In this notebook, I'm addressing the problem I raised in a GitHub issue of how to keep things straight between a shared Zotero library and processing to a) establish linkages to the xDD Digital Library and b) extracted data/information from associated xDD documents. I reworked the original process of operating against an export from the Zotero library to one that works against the Zotero API via the pyzotero package.

I'm breaking this up into a two part exploration. This first part simply runs the process of establishing a linkage on DOI to a corresponding xDD document identifier by putting a link attachment back onto the Zotero library item.
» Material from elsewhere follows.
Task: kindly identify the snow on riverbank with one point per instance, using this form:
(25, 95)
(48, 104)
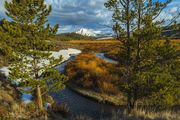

That establishes a base of operations for subsequent data extraction processes, keeping everything on established Zotero library items where continued curation can occur via web or desktop clients.

To operate this code, you will need to establish the ZOTERO_API_KEY environment variable in your Python environment. That key is tied to a given user account that has read/write permissions to the WLCI Library Group (established with the group ID parameter.

This same idea should apply for any other Zotero library where we want to run the same overall process of linking a library reference to an xDD digital NLP representation. In the second part of this experiment, I will pick up from the established "xDD Document Link" identifier, pull back a list of associated species scientific names, and put those into a child attachment of the xDD Document Link attachment. This then begins to lay out structured annotation retrieved via algorithms directly into the Zotero library items, adding value to those items and using the Zotero library as a living cloud-based repository with both human and software generated value.

In [1]:
from pyzotero import zotero
import os
import requests
from IPython.display import display

In [2]:
wlci_library_group_id = "2341914"

In [3]:
wlci_lib = zotero.Zotero(wlci_library_group_id, "group", os.environ["ZOTERO_API_KEY"])

In [None]:
wlci_lib_items = wlci_lib.everything(wlci_lib.top())

In [None]:
print(len(wlci_lib_items))

In [None]:
set([i["data"]["itemType"] for i in wlci_lib_items])

In our current work with the xDD library, we are only working on those articles for which we were able to establish a DOI in our Zotero library. DOIs either came from the original article metadata imported into the library and are in the DOI property, or they were added as a note and will show up in the extra property for now. (Need to revisit how we manage this in the library.) To work these over, I assemble a list of Zotero IDs and DOIs.

In [None]:
lookup_doi_list = [(i["data"]["key"],i["data"]["DOI"]) for i in wlci_lib_items if "DOI" in i["data"].keys() and len(i["data"]["DOI"]) > 0]
lookup_doi_list.extend([(i["data"]["key"],i["data"]["extra"]) for i in wlci_lib_items if "DOI" not in i["data"].keys() and len(i["data"]["extra"]) > 0 and i["data"]["extra"].split(":")[0] != "OCLC"])

We will eventually pull these functions out into our Python package for this work. I tweaked on what Daniel started here with a somewhat different take on the xdd_api consultation process. I also added a helper function to assemble the necessary information into the Zotero template for the attachment.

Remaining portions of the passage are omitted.